Afterwards, I saw Blackie and told him how much fun I had, then thanked him. He thanked me, to which I countered, “No! Thank YOU!” and he tried to thank me more so I told him I’d fight him if he kept trying to lay the blame for such awesomeness on my unworthy conscience. Lucky he thought it was funny; a lesser human could have been offended in light of recent events. I bought a Limp Wrist shirt and the merch dude suggested I get it signed by Martin who standeth nearby. I had no pen, but he gave me a very sweaty Hairy Bear hug and let me wipe the cloth over his perspiring arse, which is a far-superior stamp of approval in my opinion.
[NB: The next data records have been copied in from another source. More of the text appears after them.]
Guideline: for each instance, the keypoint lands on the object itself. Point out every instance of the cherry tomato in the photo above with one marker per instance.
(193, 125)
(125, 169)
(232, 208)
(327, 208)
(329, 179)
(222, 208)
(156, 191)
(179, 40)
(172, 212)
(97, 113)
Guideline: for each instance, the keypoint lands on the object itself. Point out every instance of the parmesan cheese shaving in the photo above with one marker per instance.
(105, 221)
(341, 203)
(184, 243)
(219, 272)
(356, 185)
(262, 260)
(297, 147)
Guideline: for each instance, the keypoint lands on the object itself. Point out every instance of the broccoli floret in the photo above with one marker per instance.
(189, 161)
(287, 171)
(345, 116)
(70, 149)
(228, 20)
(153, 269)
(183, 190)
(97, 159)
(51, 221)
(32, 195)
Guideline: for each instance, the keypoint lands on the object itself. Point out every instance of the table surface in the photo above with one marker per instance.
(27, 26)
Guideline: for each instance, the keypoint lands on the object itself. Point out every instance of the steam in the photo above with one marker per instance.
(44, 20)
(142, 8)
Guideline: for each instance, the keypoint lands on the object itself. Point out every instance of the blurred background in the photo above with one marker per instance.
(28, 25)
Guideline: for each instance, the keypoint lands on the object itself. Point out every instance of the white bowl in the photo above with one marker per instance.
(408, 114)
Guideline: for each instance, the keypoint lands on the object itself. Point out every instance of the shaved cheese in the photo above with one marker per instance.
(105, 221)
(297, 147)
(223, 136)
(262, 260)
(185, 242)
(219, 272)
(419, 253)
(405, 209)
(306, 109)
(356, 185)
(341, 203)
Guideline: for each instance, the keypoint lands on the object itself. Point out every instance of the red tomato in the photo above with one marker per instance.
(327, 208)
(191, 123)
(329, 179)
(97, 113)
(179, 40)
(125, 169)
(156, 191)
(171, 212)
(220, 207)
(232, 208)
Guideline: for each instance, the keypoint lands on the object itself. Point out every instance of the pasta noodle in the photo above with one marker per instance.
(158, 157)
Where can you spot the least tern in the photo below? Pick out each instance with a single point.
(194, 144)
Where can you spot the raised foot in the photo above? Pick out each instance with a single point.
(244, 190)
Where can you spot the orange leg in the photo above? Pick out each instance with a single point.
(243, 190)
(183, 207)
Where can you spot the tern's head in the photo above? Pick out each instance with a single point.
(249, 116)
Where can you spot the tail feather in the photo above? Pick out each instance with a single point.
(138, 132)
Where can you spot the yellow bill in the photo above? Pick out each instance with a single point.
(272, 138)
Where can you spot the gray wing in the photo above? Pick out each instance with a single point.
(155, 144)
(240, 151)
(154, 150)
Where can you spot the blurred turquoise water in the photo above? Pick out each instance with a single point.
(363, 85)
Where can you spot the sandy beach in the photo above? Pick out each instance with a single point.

Outside, Bad Bitch#1, Tater Tot and I were yarning with some dudes about the gig and such forth. I was engaged in conversation with a tall and smiling messy-haired skate rat, and we speaketh of unknown rad bands that we thought the other should know of. We swapped phone numbers and have since sent suggestions and files to and fro. I would like to thank him for the heads-up on The Mentally Unstable who have been getting a solid work-out the last week, and I hope that Gravelrash was a worthy exchange for him. Tater Tot had her mojo rising and pashed one of the dudes with a full assault and left him gasping. She later jumped into a cab full of these boys for round two. Bad Bitch#1 and I pissed our jeans laughing at her antics, then we all went across the road, sunk more piss and regaled each other with tales of fighting from our teenage years.
In summary, short and sweet: that was a faultless night, filled with good company old and new, and a fucking epic start to this new year. Limp Wrist and Hard-Ons, I thank you from the bottom of my cold, black heart for creating such fond thrash-filled memories. Much love!